Each shed is 64 square feet (just under 6 m2), enclosed by fiberglass reinforced plastic panels on an aluminum frame, manufactured in Seattle by Pallet Shelter. Each shed has two beds, shelving, and an air conditioning unit. The bathrooms and laundry room are shared. Residents aren’t allowed to cook—instead, they’re served three meals a day. The sheds stand 10 feet apart in rows facing walkways that pierce the site from end to end. Where the site’s boundaries curve, a bend in the walkway interrupts the tunnel effect of the sheds’ repetitive forms.
This was the sixth camp of its kind to open in LA since 2021, and the largest in the nation. US Cities have been constructing tiny home villages since 2016, when the International Residential Code was appended to include tiny homes. These tiny shed camps are filling up leftover parcels of public land across the city, particularly in gentrifying neighborhoods. In an effort to disguise their resemblance to internment camps, some of the camps are dressed up with garish supergraphics on the asphalt, or saccharine murals of hearts and gummy bears painted on the sheds. No amount of whimsy can domesticate the harsh environment produced by rows of sheds designed to be as cheap and as fast to install as possible. But the defining features of these camps are the most invisible: the dehumanizing rules that tenants have to live by. Tiny home villages masquerade as housing, but are carceral in nature.
On our tour, Craft described some of the rules that govern life at the camp: every time tenants come back to the camp, they’re searched by security guards. Anyone who misses the 10PM curfew is locked out for the night. Outside guests aren’t allowed at any time but staff conduct “wellness checks” three times a day, violating tenants’ privacy. I spoke to several members of the grassroots organization Street Watch LA (SWLA) as well as tenants at tiny shed camps, who elaborated key rules: tenants aren’t allowed to be gone for over 48 hours, can only bring two 16-gallon bags of personal belongings with them, and aren’t given a key. Michael, a tenant at the “Village for Vets” tiny shed camp on the West LA Veterans Affairs campus, has been demanding that staff provide tenants with keys and was fed up with the contradictions: “They’re trying to find me housing but they don’t trust me with a fucking key?”

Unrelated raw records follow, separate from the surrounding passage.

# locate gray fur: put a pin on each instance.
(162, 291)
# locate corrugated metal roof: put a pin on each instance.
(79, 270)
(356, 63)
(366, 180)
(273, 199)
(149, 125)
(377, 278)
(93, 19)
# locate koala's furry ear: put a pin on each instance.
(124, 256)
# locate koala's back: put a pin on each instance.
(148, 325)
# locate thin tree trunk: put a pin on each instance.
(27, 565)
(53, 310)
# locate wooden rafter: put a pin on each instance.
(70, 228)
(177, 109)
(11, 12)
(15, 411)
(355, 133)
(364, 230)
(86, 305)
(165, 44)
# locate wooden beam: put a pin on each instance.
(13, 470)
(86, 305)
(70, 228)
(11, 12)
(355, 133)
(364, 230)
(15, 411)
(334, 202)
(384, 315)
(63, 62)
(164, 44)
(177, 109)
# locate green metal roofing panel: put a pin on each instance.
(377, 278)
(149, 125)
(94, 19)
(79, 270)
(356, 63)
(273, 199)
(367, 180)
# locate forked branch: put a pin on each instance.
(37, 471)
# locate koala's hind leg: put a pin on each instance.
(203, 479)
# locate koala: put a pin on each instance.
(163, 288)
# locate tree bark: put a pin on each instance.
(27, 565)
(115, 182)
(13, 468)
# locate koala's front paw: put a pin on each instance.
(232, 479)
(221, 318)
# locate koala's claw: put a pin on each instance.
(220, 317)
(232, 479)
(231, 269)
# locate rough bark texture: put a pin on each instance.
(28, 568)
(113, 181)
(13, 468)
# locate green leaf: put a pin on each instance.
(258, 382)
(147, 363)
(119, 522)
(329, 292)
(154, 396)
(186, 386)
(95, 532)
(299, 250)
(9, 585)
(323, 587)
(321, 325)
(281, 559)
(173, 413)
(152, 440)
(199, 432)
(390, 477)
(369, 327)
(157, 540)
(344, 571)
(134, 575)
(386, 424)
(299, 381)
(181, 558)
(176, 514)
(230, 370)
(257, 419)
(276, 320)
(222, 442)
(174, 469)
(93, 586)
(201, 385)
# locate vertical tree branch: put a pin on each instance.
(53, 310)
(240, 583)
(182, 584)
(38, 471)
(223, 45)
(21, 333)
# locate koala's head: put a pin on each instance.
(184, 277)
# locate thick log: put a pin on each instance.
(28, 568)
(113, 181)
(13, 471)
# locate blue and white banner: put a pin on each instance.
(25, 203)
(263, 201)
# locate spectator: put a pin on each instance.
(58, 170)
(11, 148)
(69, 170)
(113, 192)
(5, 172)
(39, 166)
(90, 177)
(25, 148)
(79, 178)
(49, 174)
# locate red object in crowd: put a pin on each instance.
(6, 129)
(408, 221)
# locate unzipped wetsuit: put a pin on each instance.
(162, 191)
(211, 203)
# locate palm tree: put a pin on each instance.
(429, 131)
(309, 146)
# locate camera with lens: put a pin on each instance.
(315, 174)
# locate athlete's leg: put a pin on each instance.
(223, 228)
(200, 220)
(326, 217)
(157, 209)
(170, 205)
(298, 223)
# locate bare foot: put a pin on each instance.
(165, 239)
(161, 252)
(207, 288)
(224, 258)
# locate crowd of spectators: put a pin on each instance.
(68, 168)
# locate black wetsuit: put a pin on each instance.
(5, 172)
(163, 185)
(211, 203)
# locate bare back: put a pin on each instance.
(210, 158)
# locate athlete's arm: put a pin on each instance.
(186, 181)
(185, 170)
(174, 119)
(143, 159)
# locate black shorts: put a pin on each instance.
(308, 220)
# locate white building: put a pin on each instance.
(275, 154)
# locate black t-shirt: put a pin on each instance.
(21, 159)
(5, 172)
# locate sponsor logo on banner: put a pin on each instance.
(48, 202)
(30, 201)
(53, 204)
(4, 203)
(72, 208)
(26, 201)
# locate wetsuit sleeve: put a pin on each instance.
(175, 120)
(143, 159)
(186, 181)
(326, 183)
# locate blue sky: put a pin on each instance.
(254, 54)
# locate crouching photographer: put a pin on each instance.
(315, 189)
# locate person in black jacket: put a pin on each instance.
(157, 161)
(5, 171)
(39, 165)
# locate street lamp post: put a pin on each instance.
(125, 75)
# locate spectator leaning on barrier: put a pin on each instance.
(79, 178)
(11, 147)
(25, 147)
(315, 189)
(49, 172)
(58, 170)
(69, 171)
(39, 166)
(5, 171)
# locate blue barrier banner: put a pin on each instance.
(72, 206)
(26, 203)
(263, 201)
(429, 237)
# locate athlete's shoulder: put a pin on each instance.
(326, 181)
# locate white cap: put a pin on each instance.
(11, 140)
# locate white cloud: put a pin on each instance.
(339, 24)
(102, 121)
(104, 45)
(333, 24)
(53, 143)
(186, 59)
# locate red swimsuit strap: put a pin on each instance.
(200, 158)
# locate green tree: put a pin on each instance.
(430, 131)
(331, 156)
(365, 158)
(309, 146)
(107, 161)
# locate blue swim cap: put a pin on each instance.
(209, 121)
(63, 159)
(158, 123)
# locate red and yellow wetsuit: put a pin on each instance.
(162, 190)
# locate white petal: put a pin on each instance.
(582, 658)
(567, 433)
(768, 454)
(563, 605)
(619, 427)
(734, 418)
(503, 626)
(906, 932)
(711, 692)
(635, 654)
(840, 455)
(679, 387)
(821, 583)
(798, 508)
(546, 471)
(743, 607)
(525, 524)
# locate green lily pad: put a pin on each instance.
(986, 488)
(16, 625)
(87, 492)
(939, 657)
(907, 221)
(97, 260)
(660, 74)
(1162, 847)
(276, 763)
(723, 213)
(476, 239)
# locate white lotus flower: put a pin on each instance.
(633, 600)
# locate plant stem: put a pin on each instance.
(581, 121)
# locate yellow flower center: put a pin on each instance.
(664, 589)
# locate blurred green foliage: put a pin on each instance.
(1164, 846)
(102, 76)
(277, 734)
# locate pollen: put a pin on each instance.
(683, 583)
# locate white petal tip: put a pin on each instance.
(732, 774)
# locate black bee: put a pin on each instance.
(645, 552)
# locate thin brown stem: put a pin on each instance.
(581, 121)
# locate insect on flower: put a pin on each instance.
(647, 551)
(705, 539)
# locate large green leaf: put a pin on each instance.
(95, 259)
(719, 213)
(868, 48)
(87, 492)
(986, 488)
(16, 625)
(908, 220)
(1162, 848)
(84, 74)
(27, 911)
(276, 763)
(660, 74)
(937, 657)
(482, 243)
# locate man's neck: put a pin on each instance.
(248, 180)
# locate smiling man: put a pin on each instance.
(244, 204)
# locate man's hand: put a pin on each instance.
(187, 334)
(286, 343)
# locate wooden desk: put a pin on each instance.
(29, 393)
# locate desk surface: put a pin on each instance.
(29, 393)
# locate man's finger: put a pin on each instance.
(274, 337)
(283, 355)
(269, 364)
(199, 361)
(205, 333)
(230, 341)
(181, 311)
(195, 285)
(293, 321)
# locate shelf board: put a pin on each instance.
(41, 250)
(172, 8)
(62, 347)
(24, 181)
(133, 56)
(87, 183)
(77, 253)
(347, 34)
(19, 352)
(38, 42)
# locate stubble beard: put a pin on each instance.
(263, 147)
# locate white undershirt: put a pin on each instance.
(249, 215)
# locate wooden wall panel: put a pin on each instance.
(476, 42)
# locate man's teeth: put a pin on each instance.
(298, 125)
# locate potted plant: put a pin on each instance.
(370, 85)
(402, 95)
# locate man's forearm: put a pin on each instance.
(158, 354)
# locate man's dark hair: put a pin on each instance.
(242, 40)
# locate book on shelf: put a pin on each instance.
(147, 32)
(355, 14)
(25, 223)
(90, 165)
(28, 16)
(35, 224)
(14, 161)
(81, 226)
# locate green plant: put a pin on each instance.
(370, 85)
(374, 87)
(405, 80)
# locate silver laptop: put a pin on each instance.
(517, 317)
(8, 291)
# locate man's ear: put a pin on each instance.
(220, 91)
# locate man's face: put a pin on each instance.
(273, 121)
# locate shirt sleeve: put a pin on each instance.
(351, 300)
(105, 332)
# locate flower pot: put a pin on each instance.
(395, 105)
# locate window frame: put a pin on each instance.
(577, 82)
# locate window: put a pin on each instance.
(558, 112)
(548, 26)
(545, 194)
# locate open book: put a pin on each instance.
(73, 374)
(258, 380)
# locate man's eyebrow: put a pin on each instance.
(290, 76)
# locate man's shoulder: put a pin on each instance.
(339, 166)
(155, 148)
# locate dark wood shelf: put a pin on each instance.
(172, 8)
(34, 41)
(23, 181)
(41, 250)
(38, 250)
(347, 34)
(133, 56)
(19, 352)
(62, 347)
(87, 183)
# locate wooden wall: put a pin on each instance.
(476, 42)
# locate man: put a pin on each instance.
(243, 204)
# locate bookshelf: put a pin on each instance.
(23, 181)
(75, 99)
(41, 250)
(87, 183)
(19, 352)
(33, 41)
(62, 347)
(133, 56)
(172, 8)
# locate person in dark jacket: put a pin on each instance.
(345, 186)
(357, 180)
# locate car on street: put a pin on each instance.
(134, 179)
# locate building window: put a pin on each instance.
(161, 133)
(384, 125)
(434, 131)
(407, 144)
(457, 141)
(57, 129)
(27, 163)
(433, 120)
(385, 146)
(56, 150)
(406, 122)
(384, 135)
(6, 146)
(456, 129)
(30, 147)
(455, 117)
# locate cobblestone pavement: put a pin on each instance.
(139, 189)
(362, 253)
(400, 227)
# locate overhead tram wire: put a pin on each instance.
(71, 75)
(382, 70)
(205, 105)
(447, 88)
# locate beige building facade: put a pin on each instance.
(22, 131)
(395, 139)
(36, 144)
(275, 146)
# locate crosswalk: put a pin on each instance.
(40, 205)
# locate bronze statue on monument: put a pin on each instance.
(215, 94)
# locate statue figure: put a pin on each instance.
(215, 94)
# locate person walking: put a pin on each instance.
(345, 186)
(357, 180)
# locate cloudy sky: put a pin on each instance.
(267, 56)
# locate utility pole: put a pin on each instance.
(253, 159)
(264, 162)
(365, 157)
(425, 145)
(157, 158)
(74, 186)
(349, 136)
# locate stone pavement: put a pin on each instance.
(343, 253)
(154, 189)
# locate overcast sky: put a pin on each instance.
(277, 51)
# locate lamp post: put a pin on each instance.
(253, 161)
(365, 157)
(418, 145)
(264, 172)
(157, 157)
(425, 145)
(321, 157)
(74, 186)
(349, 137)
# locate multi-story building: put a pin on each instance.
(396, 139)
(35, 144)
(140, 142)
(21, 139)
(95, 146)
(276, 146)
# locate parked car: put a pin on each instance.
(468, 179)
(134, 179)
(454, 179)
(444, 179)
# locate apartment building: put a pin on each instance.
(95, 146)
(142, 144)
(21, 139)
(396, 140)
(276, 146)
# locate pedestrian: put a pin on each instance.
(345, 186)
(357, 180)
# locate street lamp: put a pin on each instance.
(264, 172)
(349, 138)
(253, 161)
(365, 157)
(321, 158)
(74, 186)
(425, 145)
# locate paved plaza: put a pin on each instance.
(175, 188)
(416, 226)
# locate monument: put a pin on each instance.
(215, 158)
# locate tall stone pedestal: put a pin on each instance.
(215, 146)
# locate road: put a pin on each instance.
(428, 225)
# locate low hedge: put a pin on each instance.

These rules are enforced, and sometimes changed, at the staff’s discretion. Residents and advocates describe the staff as underpaid and underqualified, themselves struggling to maintain their housing but lacking solidarity with the tenants of the tiny sheds where they work. Bunny, a mutual aid organizer for the residents at the “Salvation Village” tiny shed camp, said that staff had stopped providing residents with cleaning products, but continue to do cleanliness checks. When Bunny bought the residents cleaning products, the staff wouldn’t allow residents to store the supplies in any one place where they could be shared, preventing residents from cleaning their sheds to the staff’s standards.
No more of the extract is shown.